The disease is purely infectious, and is never found in regions where it has not gained a foothold by importation. Palliative measures have in every instance failed to eradicate the disease, and are only justifiable, as in Australia, after the plague has reached dimensions utterly beyond the reach of any process of extermination.

Professor Law, of Cornell University, one of our best informed veterinary surgeons, most emphatically opposes every attempt to control the disease by quarantining the sick or by the inoculation of the healthy. "We may quarantine the sick," he says, "but we cannot quarantine the air." To establish quarantine yards is simply to maintain prolific manufacturers of the poison, which is given off by the breath of the sick, and by their excretions, to such an extent that no watchfulness can insure against its dissemination. Besides, the expense of thorough quarantining operations would amount to more than the value of the infected animals whose lives might be saved thereby. Inoculation is still less to be tolerated at this stage of the pest.

The Professor says: "Germany, Holland, Belgium, France, and England, have been treating the victims of this plague for nearly half a century, but the result has only been the increase of disease and death. Our own infected States have been treating it for a third of a century, and to-day it exists over a wider area than ever before. Contrast this with the results in Massachusetts and Connecticut, where the disease has been repeatedly crushed out at small expense, and there can be no doubt as to which is the wisest course. As all the plagues are alike in the propagation of the poison in the bodies of the sick, I may be allowed to adduce the experience of two adjacent counties in Scotland when invaded by the rinderpest. Aberdeen raised a fund of £2,000, and though she suffered several successive invasions, she speedily crushed out the poison wherever it appeared by slaughtering the sick beasts and disinfecting the premises. The result was that little more than half the fund was wanted to reimburse the owners for their losses, and the splendid herds of the county were preserved. Forfar, on the other hand, set herself to cure the plague, with the result of a universal infection, the loss of many thousands of cattle, and the ruin of hundreds of farmers. Finally the malady was crushed out in the entire island by the method adopted by Aberdeen and other well advised counties at the outset."

And again, "Cattle have been inoculated by the tens of thousands in Belgium and Holland, and of all Europe these are the countries now most extensively infected. France, Prussia, Italy, Austria, and England have each practiced it on a large scale, and each remains a home of the plague. Australia has followed the practice, and is now and must continue an infected country. Our own infected States have inoculated, and the disease has survived and spread in spite of it, and even by its aid. Whatever country has definitively exterminated the plague (Norway, Sweden, Denmark, Holstein, Mecklenburg, Switzerland, Massachusetts, and Connecticut), that country has prohibited inoculation and all other methods that prevail on the principle of preserving the sick, and has relied on the slaughter of the infected and the thorough disinfection of their surroundings.

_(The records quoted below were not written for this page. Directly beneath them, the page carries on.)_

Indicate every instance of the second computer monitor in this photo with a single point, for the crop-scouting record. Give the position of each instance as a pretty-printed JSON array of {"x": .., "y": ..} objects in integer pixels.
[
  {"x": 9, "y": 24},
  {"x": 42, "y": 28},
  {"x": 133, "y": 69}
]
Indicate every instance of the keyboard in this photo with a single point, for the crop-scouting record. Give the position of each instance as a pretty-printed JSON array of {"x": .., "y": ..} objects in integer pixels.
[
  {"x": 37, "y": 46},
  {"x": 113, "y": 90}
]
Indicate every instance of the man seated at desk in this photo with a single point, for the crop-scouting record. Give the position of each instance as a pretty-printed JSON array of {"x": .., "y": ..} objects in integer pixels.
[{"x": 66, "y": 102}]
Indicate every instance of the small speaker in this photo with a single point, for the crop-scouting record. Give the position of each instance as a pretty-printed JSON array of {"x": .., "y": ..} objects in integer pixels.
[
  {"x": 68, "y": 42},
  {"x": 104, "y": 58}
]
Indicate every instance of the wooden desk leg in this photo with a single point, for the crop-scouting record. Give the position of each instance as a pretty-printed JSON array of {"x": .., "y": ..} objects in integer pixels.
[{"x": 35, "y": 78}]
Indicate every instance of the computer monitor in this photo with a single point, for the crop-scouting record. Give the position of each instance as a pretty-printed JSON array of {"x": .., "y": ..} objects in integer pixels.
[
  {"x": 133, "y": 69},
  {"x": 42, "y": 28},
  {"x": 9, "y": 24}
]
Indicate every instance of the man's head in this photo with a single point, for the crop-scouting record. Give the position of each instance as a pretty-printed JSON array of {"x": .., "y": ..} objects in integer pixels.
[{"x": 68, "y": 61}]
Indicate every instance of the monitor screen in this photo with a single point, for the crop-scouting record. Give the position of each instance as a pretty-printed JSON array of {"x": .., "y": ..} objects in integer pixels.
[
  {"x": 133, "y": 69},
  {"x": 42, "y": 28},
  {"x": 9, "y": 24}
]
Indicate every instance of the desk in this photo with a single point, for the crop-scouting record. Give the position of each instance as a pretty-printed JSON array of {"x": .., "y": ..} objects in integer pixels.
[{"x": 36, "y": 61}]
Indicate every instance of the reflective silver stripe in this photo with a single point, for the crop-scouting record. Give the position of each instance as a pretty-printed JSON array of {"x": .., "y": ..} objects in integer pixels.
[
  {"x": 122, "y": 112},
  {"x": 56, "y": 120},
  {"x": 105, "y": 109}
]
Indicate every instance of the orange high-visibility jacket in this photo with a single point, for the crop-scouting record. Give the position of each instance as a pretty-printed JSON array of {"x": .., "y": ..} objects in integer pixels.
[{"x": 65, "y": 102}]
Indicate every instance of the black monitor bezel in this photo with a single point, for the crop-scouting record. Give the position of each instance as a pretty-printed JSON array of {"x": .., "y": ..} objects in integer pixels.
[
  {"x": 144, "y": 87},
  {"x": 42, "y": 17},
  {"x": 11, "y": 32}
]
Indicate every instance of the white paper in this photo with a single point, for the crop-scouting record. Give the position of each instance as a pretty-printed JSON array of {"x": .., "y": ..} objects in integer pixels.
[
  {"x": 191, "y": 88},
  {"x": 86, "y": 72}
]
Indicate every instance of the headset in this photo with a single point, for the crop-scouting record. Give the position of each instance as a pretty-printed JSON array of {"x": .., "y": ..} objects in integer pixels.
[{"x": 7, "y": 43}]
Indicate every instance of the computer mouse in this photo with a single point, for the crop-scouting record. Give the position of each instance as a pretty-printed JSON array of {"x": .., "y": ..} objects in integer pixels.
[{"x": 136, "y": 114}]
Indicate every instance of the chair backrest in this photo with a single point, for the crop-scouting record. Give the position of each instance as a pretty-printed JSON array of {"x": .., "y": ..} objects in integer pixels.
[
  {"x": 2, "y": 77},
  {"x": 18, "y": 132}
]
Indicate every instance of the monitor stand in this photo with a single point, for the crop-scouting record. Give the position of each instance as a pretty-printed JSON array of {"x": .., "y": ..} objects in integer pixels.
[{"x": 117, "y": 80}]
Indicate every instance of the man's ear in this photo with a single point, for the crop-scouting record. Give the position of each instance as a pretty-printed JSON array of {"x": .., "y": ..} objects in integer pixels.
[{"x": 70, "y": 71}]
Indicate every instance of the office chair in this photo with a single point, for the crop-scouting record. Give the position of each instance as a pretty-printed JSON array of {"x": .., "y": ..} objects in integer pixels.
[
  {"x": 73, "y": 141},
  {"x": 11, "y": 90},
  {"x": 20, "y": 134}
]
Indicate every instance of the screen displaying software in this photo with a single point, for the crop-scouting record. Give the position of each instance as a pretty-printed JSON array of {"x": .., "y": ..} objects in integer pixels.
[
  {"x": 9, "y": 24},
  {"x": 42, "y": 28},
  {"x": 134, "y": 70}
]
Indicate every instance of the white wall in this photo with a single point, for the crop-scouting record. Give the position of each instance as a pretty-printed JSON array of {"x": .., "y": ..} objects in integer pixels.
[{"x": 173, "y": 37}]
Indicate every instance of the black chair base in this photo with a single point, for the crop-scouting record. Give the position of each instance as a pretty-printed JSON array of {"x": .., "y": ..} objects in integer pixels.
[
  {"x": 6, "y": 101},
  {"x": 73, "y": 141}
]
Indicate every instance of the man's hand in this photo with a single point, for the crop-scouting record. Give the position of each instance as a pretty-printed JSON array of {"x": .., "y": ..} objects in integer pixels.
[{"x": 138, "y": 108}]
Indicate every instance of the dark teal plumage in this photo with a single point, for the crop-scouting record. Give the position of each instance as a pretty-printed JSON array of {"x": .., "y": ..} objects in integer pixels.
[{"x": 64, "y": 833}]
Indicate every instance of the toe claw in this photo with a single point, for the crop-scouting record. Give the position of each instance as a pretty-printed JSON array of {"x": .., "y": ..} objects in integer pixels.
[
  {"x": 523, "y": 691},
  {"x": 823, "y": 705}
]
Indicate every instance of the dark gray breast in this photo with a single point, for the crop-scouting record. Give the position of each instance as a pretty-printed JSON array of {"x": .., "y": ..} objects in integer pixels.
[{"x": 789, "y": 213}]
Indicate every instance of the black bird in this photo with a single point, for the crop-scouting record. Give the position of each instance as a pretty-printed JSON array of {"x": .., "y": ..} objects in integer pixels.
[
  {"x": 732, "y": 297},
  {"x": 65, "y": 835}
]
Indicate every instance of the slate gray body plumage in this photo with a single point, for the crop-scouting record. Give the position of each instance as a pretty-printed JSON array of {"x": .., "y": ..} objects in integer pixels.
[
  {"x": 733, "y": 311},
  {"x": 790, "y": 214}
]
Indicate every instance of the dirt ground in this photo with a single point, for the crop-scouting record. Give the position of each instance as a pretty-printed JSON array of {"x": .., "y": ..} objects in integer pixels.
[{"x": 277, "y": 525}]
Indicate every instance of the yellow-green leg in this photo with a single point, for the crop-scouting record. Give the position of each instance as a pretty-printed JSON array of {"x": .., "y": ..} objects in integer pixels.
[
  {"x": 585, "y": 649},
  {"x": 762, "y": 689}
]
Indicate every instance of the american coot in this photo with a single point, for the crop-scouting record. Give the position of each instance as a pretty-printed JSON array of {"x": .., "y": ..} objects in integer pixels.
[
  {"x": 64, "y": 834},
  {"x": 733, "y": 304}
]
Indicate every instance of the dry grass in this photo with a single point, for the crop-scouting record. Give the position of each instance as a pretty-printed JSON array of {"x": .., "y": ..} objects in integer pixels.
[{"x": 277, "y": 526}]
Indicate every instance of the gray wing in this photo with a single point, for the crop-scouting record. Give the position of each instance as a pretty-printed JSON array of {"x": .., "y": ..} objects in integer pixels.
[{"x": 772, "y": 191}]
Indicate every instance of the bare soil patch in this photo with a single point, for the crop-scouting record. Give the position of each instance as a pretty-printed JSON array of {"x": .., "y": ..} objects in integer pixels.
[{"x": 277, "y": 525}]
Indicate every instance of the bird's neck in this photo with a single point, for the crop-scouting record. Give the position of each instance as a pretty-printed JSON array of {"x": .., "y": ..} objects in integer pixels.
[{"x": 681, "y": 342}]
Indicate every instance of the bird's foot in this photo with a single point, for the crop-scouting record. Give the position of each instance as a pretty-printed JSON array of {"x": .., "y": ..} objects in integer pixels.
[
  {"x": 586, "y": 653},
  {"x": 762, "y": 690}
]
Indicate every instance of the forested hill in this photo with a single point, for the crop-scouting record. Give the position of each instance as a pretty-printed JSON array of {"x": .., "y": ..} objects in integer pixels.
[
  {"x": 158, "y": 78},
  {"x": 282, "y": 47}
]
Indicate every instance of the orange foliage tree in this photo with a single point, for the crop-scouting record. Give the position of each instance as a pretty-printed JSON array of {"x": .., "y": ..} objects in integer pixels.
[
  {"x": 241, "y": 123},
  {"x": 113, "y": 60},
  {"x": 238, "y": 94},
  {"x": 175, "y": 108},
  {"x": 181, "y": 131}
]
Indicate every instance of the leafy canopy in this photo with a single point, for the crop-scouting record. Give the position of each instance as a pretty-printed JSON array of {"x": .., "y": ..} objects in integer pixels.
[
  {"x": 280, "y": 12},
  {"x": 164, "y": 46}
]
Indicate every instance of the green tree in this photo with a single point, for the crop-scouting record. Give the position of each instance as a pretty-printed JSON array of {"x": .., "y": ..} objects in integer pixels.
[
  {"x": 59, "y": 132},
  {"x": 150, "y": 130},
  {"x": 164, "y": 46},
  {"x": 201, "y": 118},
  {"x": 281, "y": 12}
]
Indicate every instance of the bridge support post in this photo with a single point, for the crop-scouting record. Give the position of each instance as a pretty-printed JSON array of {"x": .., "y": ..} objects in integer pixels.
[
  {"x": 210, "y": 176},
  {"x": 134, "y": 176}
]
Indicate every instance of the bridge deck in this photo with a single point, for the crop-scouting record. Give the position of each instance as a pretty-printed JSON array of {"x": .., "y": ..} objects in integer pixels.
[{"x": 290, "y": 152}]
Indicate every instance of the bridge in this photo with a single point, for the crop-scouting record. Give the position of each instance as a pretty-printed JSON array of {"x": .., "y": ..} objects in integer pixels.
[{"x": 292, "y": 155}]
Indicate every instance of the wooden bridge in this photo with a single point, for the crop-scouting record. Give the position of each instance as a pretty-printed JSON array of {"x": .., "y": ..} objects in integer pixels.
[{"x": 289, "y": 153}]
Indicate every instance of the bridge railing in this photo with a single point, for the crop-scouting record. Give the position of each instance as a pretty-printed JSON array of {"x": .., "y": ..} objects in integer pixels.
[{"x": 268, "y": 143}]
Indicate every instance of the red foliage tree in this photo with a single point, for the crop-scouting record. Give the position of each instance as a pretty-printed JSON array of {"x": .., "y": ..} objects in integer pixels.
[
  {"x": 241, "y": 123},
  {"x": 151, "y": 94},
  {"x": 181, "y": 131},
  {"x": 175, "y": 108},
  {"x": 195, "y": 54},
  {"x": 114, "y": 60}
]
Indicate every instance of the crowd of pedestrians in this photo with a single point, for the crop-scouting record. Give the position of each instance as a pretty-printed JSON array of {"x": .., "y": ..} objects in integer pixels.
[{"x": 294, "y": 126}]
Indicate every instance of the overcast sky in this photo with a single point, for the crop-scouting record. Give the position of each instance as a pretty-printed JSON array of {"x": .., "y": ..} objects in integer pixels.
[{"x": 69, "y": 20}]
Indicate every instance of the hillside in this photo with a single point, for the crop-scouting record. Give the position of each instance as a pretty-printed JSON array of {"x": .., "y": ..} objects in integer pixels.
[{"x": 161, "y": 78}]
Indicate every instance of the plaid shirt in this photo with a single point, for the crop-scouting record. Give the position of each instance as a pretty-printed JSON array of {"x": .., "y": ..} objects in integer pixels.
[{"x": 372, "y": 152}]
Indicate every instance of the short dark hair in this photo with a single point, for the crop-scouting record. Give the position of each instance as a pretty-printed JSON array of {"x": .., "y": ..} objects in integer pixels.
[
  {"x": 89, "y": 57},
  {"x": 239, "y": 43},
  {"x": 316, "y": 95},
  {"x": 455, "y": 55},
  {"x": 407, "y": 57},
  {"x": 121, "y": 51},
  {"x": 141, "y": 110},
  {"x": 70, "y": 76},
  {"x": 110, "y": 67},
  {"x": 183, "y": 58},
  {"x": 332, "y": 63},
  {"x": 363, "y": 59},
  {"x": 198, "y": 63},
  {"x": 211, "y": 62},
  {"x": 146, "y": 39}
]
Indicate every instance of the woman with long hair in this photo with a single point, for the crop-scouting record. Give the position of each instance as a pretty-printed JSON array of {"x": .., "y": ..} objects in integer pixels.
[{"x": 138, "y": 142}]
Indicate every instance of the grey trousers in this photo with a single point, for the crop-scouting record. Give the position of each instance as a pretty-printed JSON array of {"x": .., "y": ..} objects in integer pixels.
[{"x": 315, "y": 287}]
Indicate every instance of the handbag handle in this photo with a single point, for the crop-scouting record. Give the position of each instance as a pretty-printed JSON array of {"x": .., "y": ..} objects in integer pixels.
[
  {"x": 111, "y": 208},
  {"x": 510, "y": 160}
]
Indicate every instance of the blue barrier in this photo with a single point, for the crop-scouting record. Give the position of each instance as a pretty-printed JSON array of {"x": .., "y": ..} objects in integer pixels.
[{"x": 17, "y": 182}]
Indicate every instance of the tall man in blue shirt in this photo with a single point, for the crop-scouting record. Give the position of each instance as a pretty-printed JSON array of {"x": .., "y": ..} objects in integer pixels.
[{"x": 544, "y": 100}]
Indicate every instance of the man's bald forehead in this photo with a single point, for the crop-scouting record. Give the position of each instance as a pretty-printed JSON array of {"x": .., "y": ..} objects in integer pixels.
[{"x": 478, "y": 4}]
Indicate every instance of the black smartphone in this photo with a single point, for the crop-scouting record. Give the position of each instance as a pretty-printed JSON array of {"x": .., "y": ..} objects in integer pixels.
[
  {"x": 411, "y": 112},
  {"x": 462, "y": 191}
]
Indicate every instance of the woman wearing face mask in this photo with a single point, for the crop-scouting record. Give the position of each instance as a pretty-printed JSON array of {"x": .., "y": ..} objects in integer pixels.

So will it be with us. If any State adopts or allows any of these temporizing measures, that State will only repeat the experience of the past alike in the Old World and the New, will perpetuate the disease in the country, will entail great losses on its citizens, will keep up the need for constant watchfulness and great expense by the adjoining States for their own protection, and will indefinitely postpone the resumption of the foreign live stock trade, which, a few months ago, promised to be one of the most valuable branches of our international commerce."

We are persuaded that the position taken by Professor Law, and other similar-minded veterinary surgeons, is the only safe one. The disease can be stamped out now with comparatively small loss. If trifled with, and tolerated, it cannot but result in a great national calamity.